Tuesday, February 2, 2010


When last I posted, I was attempting, in my own way, to “make lemonade out of lemons”. The weather and road conditions were such then that being a roadie didn’t work out so well. At the end of that post, I threw it over to Bro Dave out on the west coast so that at least one member of the clan would get in some riding time. Here is his report:


“Well, my ride didn't happen. I got dressed, filled up my water bladder and headed out to top the tires off with air and discovered that my rear tire had developed some nasty blisters. I can only guess that they are a result of the Stan's No Tubes sealant that I have used. I can't imagine anything else causing that. Oh well. I guess I'll be buying some new tires with my REI gift certificate!”



Bro Dave went on to later report that he was unable to find some tubeless tires at his local REI so he tried some with tubes. Unfortunately, that didn’t work either so he’s back to making a trip to the Santa Monica REI. In the meantime, his supervisor, BoBo, took the opportunity to do some serious thinking on the issue as shown in the following image submitted by Bro Dave:

BoBoSupervising(Yep, looks like some serious contemplating going on here!)

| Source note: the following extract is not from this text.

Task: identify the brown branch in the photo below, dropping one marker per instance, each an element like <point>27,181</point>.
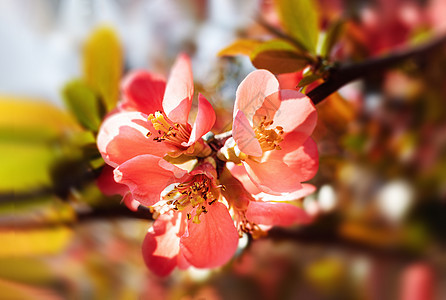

An Unpleasant Interlude With A Cyclist…

I would be willing to be that, if you read 10 blogs on cycling,  at least 8 of them would feature a comment or story about bad dangerous behavior by motorists when intersecting with cyclists. On a much less frequent occurrence, you’ll also find those same blogs reporting on the negative behavior of cyclists, i.e., BikinginLA Feb 1st post). Clearly, in larger cities like Los Angeles there are simply many more cyclists and much, much more traffic so you get much more frequent negative interactions.

Living here in my area, the instances of negative interaction between cyclists and motorists are not a daily event or even an hourly event as it seems it must be in L.A. and other urban areas. Even Asheville, NC  only 28 miles to my east seems to have a high frequency of negative cyclist/motorists encounters.  Generally speaking, I encounter few hostile and/or dangerous motorists when I ride and find that most motorists are pretty accommodating.  Yes, there are certainly those jerks who want to assault you with verbage and/or liquids in cups and bottles but they are in the minority.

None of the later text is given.